Die Zollvereinbarung Taiwans mit den USA hat in Taipei eine kontroverse Debatte über die wirtschaftliche Sicherheit ausgelöst. Sobald das Abkommen unterzeichnet ist, muss das taiwanische Parlament ihm zustimmen.
Der Fraktionsgeschäftsführer der oppositionellen Kuomintang (KMT), Lo Chih-chiang (羅智強), mahnte eine transparente Aufklärung über die Folgen für die nationale Sicherheit an. Er äußerte die Sorge, dass der Kern taiwanischer Hochtechnologie, der traditionell als „Silizium-Schutzschild“ gegen chinesische Aggressionen gilt, durch die Abwanderung in die USA geschwächt werden könnte. Die Regierung müsse erklären, wie sie den langfristigen Wohlstand sichern wolle, wenn bedeutende Teile der Schlüsselindustrie verlagert würden.
Demgegenüber verteidigte die Abgeordnete Fan Yun (范雲) von der regierenden Demokratischen Fortschrittspartei (DPP) das Abkommen. Sie hob hervor, dass Taiwan im Vergleich zu anderen Partnern wie Japan oder Südkorea vorteilhaftere Bedingungen ausgehandelt habe.
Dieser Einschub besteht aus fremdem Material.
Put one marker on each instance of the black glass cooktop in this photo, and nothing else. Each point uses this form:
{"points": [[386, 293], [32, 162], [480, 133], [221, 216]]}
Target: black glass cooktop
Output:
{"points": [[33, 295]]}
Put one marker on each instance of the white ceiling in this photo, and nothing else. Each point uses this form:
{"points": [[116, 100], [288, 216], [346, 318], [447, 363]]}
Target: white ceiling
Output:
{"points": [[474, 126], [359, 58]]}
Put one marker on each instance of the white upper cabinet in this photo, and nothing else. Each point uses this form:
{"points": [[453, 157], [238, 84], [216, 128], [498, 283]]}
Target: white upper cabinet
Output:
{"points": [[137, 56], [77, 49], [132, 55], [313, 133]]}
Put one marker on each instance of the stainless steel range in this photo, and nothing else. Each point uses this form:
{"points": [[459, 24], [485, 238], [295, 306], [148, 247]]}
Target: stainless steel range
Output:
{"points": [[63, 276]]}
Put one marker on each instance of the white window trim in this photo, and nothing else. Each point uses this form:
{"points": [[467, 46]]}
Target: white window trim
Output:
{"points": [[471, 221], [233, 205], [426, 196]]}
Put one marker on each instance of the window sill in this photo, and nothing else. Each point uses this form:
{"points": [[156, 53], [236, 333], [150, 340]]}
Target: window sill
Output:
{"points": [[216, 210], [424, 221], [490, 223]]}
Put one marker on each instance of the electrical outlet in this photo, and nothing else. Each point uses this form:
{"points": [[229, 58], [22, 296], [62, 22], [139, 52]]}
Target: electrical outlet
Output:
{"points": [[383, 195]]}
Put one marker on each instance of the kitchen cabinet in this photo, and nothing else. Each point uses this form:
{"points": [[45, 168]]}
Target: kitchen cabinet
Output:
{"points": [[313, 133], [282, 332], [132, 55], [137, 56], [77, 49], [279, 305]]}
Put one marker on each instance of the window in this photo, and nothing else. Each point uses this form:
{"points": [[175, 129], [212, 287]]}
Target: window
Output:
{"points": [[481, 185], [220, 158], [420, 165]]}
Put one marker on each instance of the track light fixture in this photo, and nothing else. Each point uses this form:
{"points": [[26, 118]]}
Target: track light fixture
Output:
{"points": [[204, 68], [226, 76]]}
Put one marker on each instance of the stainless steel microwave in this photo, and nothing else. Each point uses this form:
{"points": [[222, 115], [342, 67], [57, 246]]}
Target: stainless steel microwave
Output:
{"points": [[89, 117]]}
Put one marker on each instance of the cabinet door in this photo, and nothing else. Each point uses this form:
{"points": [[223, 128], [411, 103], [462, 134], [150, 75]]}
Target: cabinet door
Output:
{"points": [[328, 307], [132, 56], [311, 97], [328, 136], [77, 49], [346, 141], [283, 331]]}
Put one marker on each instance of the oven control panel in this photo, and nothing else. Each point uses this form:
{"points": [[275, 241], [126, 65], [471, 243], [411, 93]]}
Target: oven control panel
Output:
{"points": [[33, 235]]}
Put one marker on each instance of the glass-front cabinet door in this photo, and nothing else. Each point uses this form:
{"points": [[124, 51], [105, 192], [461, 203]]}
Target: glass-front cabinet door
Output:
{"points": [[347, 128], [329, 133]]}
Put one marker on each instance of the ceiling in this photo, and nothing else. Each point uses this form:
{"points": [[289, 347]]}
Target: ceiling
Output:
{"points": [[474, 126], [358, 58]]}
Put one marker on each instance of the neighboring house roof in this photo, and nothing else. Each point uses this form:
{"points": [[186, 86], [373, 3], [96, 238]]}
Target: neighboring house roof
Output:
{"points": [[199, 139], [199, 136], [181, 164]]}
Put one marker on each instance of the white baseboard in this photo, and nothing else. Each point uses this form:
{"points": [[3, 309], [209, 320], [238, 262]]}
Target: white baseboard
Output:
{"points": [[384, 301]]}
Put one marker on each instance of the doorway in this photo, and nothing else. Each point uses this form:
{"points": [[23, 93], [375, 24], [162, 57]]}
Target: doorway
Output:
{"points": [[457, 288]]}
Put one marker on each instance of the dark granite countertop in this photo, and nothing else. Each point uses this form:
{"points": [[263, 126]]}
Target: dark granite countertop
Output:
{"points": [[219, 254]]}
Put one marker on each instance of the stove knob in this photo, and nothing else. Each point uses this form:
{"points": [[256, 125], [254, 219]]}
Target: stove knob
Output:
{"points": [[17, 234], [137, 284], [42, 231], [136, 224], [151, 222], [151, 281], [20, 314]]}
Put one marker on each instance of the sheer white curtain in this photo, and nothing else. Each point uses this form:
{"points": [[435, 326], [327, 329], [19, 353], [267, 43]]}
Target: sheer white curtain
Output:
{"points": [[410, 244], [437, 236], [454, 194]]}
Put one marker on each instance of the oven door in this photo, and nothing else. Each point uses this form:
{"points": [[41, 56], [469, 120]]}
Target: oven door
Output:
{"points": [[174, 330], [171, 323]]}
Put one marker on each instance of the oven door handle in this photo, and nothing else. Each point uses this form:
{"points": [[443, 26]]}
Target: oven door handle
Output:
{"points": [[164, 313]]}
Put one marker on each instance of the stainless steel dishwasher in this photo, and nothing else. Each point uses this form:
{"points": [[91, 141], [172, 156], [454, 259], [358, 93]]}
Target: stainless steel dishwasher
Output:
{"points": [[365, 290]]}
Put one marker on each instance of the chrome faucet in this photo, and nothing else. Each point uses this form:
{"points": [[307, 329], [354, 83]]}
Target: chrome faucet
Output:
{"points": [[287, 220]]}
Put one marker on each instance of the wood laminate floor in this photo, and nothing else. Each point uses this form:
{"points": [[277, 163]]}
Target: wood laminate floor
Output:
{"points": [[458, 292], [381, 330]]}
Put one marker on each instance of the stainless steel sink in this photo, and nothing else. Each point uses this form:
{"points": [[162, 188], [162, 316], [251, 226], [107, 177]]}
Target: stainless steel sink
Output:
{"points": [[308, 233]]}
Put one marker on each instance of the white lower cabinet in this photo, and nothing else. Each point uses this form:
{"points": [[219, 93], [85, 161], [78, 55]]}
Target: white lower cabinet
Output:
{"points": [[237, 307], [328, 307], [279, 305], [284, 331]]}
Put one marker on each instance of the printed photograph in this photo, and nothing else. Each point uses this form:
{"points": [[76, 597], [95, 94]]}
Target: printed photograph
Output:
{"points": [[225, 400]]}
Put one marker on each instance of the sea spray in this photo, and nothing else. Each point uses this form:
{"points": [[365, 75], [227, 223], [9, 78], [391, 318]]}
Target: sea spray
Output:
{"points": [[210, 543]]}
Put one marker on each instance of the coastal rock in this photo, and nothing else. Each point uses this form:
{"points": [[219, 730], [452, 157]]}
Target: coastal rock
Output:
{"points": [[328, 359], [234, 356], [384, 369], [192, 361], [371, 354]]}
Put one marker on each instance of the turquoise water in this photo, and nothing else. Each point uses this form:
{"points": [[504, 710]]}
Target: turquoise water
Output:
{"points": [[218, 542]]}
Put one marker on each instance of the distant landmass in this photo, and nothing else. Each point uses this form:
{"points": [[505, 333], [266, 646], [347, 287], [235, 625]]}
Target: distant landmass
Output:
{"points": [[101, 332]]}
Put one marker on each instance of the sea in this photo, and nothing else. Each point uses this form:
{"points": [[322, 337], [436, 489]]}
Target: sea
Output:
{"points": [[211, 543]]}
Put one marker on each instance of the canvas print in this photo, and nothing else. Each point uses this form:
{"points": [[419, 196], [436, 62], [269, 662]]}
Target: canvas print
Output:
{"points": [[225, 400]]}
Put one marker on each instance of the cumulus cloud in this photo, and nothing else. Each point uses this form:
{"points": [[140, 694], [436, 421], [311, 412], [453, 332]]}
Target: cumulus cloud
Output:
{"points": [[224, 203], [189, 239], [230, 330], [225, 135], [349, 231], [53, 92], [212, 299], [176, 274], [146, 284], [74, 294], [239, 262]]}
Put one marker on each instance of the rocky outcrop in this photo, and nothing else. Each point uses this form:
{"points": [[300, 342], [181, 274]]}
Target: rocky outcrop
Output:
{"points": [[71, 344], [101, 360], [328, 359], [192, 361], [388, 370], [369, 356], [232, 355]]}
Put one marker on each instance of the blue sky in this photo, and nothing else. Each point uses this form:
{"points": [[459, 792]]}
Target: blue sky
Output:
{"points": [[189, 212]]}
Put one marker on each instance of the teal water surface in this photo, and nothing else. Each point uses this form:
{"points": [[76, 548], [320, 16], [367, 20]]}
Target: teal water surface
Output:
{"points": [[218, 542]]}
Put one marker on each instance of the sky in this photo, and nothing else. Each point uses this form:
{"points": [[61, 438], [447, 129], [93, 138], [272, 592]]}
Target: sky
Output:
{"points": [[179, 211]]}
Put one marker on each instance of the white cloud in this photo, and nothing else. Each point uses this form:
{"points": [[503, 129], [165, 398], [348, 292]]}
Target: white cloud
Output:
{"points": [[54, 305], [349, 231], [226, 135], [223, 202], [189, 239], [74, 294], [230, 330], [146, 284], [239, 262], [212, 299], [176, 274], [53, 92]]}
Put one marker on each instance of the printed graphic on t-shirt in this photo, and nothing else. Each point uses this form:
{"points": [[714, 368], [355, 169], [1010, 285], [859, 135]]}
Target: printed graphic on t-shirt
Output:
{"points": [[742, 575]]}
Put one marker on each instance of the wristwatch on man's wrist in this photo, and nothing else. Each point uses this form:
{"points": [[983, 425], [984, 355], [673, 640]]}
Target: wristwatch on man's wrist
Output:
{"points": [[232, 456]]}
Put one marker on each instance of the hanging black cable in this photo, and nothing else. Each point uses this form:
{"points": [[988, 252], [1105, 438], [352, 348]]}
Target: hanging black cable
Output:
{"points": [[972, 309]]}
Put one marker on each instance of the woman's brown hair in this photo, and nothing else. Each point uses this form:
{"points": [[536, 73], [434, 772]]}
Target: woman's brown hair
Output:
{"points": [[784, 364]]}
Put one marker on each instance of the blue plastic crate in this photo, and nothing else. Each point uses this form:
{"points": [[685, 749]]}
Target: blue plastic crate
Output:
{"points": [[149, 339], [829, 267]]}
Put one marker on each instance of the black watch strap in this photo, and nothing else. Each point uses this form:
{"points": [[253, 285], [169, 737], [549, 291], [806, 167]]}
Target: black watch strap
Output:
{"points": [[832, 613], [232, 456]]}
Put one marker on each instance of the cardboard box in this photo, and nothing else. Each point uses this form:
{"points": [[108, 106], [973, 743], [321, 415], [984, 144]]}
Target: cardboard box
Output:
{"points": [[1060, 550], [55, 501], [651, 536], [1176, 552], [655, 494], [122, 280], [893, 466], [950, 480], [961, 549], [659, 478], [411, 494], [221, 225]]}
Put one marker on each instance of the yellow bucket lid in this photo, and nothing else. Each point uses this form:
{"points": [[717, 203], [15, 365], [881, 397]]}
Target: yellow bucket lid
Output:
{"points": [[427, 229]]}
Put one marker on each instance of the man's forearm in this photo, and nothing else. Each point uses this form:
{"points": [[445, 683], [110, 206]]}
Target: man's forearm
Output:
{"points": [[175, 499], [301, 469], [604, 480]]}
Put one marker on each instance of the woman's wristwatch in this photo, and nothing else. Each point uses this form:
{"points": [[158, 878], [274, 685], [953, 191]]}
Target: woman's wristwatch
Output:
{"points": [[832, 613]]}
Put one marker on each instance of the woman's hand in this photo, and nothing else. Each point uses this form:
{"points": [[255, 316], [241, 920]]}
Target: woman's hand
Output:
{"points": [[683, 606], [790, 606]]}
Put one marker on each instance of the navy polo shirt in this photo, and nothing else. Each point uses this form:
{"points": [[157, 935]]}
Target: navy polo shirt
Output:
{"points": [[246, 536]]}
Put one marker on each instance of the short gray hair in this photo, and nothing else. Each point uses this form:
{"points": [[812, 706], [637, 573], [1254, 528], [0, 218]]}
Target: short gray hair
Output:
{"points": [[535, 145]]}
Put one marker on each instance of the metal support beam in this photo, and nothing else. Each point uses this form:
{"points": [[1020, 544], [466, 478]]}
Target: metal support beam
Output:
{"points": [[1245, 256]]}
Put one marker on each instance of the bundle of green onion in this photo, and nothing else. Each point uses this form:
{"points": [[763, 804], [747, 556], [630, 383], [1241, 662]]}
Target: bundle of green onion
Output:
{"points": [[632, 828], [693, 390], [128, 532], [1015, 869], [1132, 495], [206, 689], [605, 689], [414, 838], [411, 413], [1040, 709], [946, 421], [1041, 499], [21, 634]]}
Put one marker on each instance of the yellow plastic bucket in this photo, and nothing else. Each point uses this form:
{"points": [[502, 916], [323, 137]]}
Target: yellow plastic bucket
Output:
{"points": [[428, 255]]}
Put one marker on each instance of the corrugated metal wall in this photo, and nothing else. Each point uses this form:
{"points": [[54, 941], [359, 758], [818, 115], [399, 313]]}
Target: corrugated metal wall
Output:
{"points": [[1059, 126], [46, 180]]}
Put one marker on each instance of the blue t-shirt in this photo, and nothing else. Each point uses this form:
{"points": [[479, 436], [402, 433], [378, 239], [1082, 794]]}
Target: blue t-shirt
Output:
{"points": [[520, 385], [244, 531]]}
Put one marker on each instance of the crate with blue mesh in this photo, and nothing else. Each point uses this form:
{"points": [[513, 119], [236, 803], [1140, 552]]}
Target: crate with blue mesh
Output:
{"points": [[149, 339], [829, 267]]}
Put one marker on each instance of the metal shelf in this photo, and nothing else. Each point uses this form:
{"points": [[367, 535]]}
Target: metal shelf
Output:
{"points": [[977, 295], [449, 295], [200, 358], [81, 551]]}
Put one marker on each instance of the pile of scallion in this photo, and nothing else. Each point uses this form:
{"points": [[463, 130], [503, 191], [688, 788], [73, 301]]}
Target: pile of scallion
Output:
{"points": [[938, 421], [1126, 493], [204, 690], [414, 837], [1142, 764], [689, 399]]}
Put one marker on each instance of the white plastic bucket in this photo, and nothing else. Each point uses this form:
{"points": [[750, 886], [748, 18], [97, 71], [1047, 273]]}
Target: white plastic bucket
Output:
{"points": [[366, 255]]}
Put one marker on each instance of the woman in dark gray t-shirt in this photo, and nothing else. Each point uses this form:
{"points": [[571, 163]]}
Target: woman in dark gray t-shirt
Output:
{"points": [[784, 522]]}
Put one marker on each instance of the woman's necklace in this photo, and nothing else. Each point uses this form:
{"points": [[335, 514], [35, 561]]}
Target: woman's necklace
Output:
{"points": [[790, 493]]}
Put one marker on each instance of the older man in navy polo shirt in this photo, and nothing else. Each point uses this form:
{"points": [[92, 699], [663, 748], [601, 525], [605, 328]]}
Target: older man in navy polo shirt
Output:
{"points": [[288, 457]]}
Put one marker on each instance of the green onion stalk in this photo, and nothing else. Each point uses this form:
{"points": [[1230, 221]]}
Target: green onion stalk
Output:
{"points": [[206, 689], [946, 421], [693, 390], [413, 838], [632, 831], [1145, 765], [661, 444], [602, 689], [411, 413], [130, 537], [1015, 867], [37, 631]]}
So erfolgten die Investitionen nach einem unternehmensorientierten Modell und unterlagen keinem strikten zeitlichen Druck durch die US-Regierung. Der Generalsekretär der DPP-Fraktion, Chung Chia-pin (鍾佳濱), ergänzte, dass das Parlament bei der anstehenden Prüfung den nationalen Nutzen und den gesellschaftlichen Konsens in den Vordergrund stellen solle.
Hintergrund ist eine Grundsatzentscheidung des Justizhofs, wonach internationale Abkommen von nationaler Tragweite zwingend die Zustimmung der Abgeordneten benötigen. Da die Halbleiterindustrie das Rückgrat der taiwanischen Wirtschaft bildet, wird mit einer intensiven Debatte im Parlament gerechnet, bevor das Abkommen endgültig in Kraft treten kann. Die regierende DPP hat im Parlament keine Mehrheit.